Here we have decided not to import the document element node of $domDocument into any other document, nor have we adjusted the document in any other way. However we have prepared another XSL style sheet importing the markdown.xsl style sheet. Our style sheet is named markdown-xsl-test.xsl and it contains a template matching the '/document' node. Because we have not changed the input XML document the template will be applied on the document element and the text only will be wrapped with the most basic HTML structure around it.

<?xml version="1.0" encoding="UTF-8"?>
<xsl:stylesheet version="1.0" xmlns:xsl="http://www.w3.org/1999/XSL/Transform">

    <xsl:import href="markdown.xsl" />

    <xsl:output method="html" encoding="UTF-8" media-type="text/html" />

    <xsl:template match="/document">
        <xsl:text disable-output-escaping="yes">&lt;</xsl:text>
        <xsl:text>!DOCTYPE html</xsl:text>
        <xsl:text disable-output-escaping="yes">&gt;</xsl:text>

        <head>
            <title>My Page</title>
        </head>
        <body>
            <xsl:apply-templates />
        </body>
    </xsl:template>

</xsl:stylesheet>

In this final step of processing our Markdown formatted text we use the VTCompose\Xml\Xsl\Transform class to perform the XSL transformation according to our template.

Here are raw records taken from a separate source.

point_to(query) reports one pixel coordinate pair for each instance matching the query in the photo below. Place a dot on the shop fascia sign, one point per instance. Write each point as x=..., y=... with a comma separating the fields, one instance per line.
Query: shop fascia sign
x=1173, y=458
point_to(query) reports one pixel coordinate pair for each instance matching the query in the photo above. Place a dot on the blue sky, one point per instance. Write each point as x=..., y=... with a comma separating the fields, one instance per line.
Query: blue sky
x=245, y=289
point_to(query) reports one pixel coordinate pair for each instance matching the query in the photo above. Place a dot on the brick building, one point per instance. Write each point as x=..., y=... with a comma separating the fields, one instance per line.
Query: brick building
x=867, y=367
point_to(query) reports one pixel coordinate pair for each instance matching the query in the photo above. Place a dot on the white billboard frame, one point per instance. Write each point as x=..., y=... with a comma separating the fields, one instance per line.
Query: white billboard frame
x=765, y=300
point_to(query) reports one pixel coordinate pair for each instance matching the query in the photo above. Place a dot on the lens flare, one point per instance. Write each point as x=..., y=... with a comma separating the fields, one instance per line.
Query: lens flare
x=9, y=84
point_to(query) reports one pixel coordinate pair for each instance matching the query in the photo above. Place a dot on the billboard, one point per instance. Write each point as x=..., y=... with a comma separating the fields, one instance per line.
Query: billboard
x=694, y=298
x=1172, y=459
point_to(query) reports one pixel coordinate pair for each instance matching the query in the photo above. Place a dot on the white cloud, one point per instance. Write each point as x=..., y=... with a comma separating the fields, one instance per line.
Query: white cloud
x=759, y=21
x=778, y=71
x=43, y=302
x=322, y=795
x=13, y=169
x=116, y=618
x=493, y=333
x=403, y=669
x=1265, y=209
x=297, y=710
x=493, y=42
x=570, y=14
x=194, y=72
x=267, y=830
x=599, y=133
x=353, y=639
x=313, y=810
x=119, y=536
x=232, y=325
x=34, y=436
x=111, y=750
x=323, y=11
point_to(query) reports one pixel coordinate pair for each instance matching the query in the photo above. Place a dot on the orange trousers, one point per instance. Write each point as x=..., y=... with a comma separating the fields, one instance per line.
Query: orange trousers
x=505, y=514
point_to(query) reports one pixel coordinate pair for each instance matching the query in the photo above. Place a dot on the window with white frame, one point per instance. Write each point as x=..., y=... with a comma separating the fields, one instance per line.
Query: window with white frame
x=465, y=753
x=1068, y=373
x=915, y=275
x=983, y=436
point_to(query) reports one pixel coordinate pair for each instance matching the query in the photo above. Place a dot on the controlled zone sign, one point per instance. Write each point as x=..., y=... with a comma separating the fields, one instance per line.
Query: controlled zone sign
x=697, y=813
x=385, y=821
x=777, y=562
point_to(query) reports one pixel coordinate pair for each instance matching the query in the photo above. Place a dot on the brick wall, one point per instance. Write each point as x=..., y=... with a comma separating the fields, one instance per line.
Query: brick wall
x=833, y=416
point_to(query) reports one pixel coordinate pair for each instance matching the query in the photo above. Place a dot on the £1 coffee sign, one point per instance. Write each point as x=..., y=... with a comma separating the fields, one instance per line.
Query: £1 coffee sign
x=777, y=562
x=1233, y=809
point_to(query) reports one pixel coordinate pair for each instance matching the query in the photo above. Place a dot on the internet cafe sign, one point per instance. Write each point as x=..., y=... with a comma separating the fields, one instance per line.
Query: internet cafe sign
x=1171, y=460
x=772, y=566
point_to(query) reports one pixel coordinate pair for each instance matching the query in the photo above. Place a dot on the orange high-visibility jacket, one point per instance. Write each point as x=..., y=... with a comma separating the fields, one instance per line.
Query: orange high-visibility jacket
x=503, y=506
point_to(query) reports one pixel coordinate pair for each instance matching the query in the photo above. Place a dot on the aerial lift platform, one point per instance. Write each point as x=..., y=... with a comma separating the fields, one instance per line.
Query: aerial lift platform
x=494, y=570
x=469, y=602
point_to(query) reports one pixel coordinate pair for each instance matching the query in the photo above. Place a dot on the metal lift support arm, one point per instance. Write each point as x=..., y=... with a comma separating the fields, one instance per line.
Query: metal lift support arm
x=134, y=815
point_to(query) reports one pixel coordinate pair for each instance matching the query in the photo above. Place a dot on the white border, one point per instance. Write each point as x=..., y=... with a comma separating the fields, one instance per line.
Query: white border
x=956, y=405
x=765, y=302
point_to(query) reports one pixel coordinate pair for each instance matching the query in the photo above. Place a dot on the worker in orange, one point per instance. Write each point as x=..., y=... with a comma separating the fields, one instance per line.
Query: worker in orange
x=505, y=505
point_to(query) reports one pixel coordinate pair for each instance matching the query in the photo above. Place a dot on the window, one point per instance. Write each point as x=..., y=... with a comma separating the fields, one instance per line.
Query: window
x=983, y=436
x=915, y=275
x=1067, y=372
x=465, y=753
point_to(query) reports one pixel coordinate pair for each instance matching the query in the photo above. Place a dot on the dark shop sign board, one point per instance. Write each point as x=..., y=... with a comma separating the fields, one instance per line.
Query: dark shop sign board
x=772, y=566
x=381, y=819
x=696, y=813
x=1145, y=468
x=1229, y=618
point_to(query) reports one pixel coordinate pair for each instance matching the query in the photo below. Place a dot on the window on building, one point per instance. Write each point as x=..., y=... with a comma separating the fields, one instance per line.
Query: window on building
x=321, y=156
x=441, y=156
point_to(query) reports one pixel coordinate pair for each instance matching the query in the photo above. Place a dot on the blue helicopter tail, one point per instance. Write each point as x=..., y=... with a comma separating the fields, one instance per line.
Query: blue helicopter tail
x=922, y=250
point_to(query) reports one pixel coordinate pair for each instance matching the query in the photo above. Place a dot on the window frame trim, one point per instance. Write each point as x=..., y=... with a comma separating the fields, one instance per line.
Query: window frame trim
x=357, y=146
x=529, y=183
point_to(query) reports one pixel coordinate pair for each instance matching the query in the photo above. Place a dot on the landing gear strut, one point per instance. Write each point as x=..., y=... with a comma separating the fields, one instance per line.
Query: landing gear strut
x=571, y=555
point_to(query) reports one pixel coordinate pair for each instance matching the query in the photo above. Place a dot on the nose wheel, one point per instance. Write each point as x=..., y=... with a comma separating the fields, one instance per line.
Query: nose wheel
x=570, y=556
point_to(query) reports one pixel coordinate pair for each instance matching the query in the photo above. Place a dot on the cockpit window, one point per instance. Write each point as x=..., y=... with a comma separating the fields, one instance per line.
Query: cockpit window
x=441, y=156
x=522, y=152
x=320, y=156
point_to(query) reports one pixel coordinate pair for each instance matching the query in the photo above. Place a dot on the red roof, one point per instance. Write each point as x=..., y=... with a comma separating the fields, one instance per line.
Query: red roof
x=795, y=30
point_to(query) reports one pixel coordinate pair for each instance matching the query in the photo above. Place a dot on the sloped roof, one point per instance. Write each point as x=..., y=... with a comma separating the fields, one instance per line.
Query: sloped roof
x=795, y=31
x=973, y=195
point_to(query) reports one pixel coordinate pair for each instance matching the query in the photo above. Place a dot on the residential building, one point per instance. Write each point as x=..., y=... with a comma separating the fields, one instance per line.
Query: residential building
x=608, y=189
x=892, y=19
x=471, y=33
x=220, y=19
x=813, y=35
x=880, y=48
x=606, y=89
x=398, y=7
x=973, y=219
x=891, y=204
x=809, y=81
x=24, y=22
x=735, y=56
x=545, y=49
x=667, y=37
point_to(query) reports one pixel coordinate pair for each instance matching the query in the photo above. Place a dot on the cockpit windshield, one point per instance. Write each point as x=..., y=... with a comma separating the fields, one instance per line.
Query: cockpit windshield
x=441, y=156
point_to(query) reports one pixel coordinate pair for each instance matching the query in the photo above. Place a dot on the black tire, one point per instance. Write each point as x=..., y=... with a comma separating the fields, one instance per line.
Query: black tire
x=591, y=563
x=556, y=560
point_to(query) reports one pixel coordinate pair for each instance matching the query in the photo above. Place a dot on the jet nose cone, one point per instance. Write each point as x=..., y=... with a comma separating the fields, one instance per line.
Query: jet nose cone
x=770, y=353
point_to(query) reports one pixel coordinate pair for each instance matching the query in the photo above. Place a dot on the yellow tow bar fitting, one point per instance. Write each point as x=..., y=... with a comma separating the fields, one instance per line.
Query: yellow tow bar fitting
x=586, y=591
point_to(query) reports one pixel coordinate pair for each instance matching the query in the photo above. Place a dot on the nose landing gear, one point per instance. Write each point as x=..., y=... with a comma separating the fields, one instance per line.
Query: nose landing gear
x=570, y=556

$transform = new Transform();
$transform->load('markdown-xsl-test.xsl');
$html = $transform->transformToXml($domDocument);

echo $html;

The $html variable content is:

<!DOCTYPE html><head>
<meta http-equiv="Content-Type" content="text/html; charset=UTF-8">
<title>My Page</title>
</head><body><h1>Hello World!</h1></body>

Note that for the transformation we could have used the markdown.xsl template as well which would have resulted in getting a plain markup for the text only without the surrounding HTML structure.